The Goldilocks Zone Read online

Page 2


  She yawned. “Probably a drone or something. What time is it?”

  “I don’t know.” I looked at my smartwatch. “Eleven.”

  “Can we talk about this later? I’ve got work in the morning.”

  “I know. I just wanted to tell you.”

  The line was quiet for a moment, and then she pressed, “You’ll be back tomorrow night, right? We’ve got to shop for Gabriella’s baby shower on Sunday. Don’t forget.”

  “Yes, I know. I’ve got an interview in the morning, then I’ll be catching my flight. Love you.”

  “Text me when your flight lands and you’re on your way,” she said, and then hung up.

  I got undressed and into bed, still thinking about what we’d seen that night. Before I hit the light, I checked my phone for news. Nothing. Social media feeds had nothing. What was it?

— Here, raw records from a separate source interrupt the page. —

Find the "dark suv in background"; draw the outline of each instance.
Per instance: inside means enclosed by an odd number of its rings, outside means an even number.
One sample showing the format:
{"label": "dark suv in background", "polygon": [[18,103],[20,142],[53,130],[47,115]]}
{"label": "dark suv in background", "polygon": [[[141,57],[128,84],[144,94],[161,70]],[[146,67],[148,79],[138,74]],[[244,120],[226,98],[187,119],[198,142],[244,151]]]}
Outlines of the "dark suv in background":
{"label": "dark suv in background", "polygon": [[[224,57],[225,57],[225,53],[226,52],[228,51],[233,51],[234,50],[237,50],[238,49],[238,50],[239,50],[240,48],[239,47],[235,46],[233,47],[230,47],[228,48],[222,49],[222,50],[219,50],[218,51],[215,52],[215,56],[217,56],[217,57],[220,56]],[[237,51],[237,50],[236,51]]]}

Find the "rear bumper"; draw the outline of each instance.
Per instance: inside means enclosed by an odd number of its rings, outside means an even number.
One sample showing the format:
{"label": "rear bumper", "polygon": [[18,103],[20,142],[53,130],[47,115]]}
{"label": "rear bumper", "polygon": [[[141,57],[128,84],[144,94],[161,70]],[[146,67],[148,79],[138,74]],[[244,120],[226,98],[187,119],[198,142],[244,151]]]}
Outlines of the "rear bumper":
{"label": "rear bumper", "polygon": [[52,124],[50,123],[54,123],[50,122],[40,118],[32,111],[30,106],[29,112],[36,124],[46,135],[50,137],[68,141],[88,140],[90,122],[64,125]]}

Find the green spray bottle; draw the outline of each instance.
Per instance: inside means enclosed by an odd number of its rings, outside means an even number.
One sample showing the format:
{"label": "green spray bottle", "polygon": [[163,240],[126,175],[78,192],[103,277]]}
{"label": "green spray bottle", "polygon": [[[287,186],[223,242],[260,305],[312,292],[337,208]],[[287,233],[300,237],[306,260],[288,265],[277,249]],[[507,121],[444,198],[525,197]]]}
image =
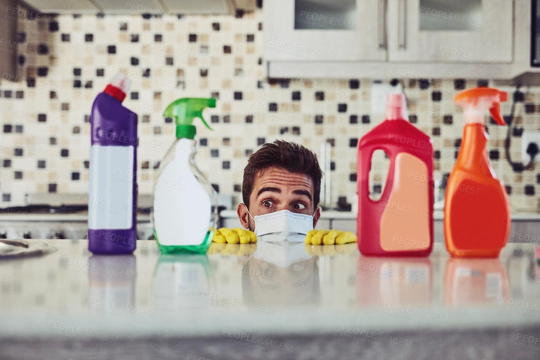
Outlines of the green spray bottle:
{"label": "green spray bottle", "polygon": [[215,99],[183,98],[163,113],[176,123],[177,140],[161,162],[154,184],[154,237],[162,254],[205,253],[212,242],[217,216],[217,194],[195,165],[196,128],[205,108]]}

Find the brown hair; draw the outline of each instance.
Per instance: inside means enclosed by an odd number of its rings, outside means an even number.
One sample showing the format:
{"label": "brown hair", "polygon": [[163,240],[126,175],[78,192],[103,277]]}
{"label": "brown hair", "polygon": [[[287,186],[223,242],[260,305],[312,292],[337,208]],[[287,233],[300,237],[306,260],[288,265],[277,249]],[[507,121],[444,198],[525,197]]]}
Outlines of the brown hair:
{"label": "brown hair", "polygon": [[315,206],[319,204],[322,171],[319,166],[316,156],[299,144],[276,140],[272,143],[263,145],[247,160],[247,165],[244,170],[242,198],[248,209],[255,178],[261,171],[269,168],[283,169],[289,172],[309,176],[313,182],[313,203]]}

Had to have been a hoax. Flares, Japanese lanterns. Whatever it was, I couldn’t wait for the interview in the morning.

  2: Proxima b

  The Proxima Foundation grounds stretched down a long dirt road of flat valley terrain, about 20 miles east of Missoula. Finding the entry gate open, I drove in, raising a cloud of dry dust. The surrounding hills were a peachy orange and blanketed by a fast-disappearing mist. I noticed a massive white tent off to the left and more than a dozen metal shipping containers with residential doors and windows around the back part of the property.

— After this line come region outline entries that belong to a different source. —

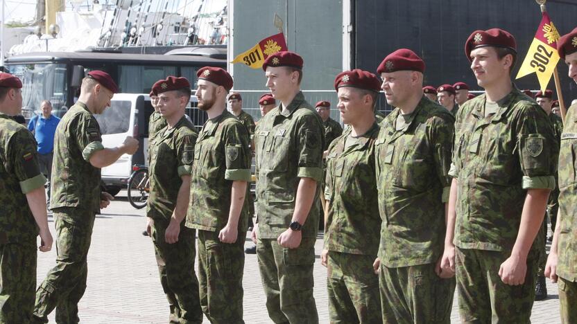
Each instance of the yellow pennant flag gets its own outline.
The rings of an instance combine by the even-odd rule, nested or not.
[[[250,50],[239,54],[231,63],[243,63],[252,69],[260,69],[268,55],[288,51],[282,33],[269,36],[259,42]]]
[[[543,12],[541,24],[515,79],[534,72],[539,79],[541,91],[544,91],[555,66],[559,62],[559,54],[557,53],[557,41],[559,38],[559,32],[551,21],[549,15],[547,12]]]

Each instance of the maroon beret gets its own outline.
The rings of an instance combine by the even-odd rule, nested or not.
[[[88,72],[88,77],[96,80],[101,85],[110,90],[113,93],[118,93],[117,83],[112,80],[112,77],[106,72],[100,70],[91,71]]]
[[[469,90],[469,86],[465,82],[456,82],[453,84],[453,87],[456,90]]]
[[[232,89],[232,77],[226,70],[214,66],[205,66],[196,72],[198,79],[206,80],[211,82],[222,86],[227,91]]]
[[[265,93],[261,96],[261,98],[259,99],[259,105],[261,106],[267,106],[268,105],[275,105],[276,101],[275,101],[275,98],[273,98],[273,95],[271,93]]]
[[[331,103],[326,100],[320,100],[315,105],[315,108],[318,107],[331,107]]]
[[[431,94],[437,94],[437,88],[436,88],[433,86],[423,87],[423,93],[431,93]]]
[[[22,87],[22,82],[12,74],[0,72],[0,87],[20,89]]]
[[[341,87],[354,88],[379,92],[381,91],[381,81],[374,74],[359,69],[341,72],[334,79],[334,89],[338,90]]]
[[[565,60],[565,55],[577,52],[577,28],[557,41],[557,52],[561,60]]]
[[[294,52],[285,51],[277,52],[266,57],[262,64],[262,69],[266,71],[267,66],[290,66],[302,70],[303,64],[300,55]]]
[[[442,92],[447,91],[449,93],[453,93],[454,95],[456,94],[457,92],[455,91],[455,88],[453,87],[451,84],[443,84],[438,88],[437,88],[437,92]]]
[[[533,94],[533,92],[531,92],[531,90],[529,90],[529,89],[522,90],[521,92],[522,92],[522,93],[525,93],[526,95],[528,96],[531,98],[535,99],[535,95]]]
[[[240,93],[239,93],[238,92],[234,92],[234,93],[228,96],[228,100],[234,100],[234,99],[242,100],[243,98],[241,96]]]
[[[158,96],[163,92],[172,91],[182,88],[190,89],[189,80],[184,77],[177,78],[170,75],[166,80],[155,83],[153,86],[153,92]]]
[[[517,53],[517,42],[513,35],[500,28],[474,31],[465,42],[465,54],[471,61],[471,51],[479,47],[501,47]]]
[[[540,90],[537,92],[537,93],[535,93],[535,98],[549,98],[549,99],[552,99],[553,91],[549,89],[546,89],[544,92]]]
[[[388,55],[377,68],[377,73],[379,74],[396,71],[424,72],[424,62],[413,51],[398,49]]]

  Byrne’s house was farther down the road beyond a bluff of trees—a big ranch-style two-story with a wrap-around screened porch, a red-walled barn and large horse corral off to one side. Nadine Byrne greeted me at the front door. She was in her late forties with cornsilk hair, indigo eyes, and a warm and welcoming face. I had learned earlier at the Proxima Foundation website that she was a Harvard lawyer and the Chief Financial Officer.

  “Good morning, you must be Ben,” she said, smiling broadly. “You’re younger than I was expecting.” She held my hand for just a few seconds longer than a normal handshake. Was she trying to get a psychic energy read on me or just flirting? I found myself wondering what the Byrne marriage was like.

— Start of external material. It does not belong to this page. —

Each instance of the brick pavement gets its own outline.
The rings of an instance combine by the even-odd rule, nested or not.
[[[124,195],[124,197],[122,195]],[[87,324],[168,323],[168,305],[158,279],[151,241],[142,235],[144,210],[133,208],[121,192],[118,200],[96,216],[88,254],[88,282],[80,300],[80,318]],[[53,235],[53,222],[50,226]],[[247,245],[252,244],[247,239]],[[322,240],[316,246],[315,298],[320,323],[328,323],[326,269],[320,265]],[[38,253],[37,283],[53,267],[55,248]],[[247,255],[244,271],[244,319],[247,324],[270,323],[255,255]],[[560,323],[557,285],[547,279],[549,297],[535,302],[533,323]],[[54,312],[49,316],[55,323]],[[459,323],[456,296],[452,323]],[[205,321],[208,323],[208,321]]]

  She led me through the house to the back porch where Daniel and Mike were sitting at a round table with a gas patio heater radiating overhead.

  “`Morning, Ben, welcome to our humble abode,” Daniel said, raising a smile. A small blue light flashed from the Bluetooth receiver planted in his left ear. Large plate of pancakes, steaming scrambled eggs, and glistening vegan substitute bacon beckoned from the bamboo Lazy Susan.

  “So, what did you think of the sighting last night, Ben?” Nadine quizzed, filling my earthenware coffee mug.

  “I’m still… in awe, I guess. I wasn’t expecting to see anything like that.”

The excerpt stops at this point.